My students absorbed this hope and radiated it as they skipped into the classroom on their first day. They were eager to meet their classmates, elated to find their very own desk, and excited to show off and use their brand new supplies. Teaching first grade was unlike teaching fifth grade, my previous gig, because of this level of hope. Parents of first graders, by and large, are unflinchingly dedicated to their child's academic success. Everything is new—learning to read, writing their first sentence, arriving at correct answers to math problems—and, in the eyes of the parent, anything is possible. Their child could grow up to be a great writer, an engineer, an athlete, a musician, or maybe even a magician.
Parents provide boundless options—at least, what is within their reach and means—to their children and watch to see what they gravitate towards. They take note of those cues, and do their best to ensure their children can pursue what lights them up. They seek opportunities for their children that they did not have. Parents offer up an entrée of choices they feel they were deprived of, or didn't know to seek, in hopes of providing a better life, or one they themselves wished to have.
This hope is reignited with each subsequent generation. New life is breathed into grandparents when their grandkids are born. They too view their grandchildren as an opportunity for a brighter future, and as a chance to be the parent they wish they had been to their children. And great grandparents relish the gift of being alive to see the fourth generation born, resting assured that their legacy and the comfort of a familial safety net will carry on.

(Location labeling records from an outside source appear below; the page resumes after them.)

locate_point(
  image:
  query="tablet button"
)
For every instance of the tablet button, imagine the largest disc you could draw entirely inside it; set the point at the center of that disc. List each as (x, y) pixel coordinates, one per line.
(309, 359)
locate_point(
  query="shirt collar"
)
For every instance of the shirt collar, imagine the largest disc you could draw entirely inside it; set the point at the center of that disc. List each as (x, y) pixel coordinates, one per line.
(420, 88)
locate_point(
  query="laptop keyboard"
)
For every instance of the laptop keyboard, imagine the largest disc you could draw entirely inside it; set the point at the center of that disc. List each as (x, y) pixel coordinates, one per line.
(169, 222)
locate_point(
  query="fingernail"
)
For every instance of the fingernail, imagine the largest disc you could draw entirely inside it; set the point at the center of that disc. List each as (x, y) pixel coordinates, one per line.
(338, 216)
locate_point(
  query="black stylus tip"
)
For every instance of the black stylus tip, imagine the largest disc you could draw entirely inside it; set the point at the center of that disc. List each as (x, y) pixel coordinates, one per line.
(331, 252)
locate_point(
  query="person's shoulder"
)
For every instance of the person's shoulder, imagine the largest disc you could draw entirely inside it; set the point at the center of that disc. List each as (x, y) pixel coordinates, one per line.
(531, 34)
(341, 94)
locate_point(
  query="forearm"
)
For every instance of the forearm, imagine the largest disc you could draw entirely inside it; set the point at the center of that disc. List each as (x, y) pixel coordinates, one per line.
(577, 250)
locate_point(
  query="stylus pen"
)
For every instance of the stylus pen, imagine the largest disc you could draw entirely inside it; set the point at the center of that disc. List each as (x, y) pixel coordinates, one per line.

Loss of hope opens the door for despair; the presence of a child is a hedge against that despair. I now understand this, more so than I did as a teacher. Not only because my daughter gives me hope, but also because of how my family, and friends, react to her. She is the ray of sunshine in every room; my mother and father and siblings and aunts and uncles and grandparents can't help but glow with joy when she's around. They wake up smiling, knowing they get to see her. They plan outings with the aim of enriching her life. And they monitor their every word and move, knowing she is cataloging all that they say and do. Hope abounds just knowing that she exists. Hope abounds everywhere children inhabit.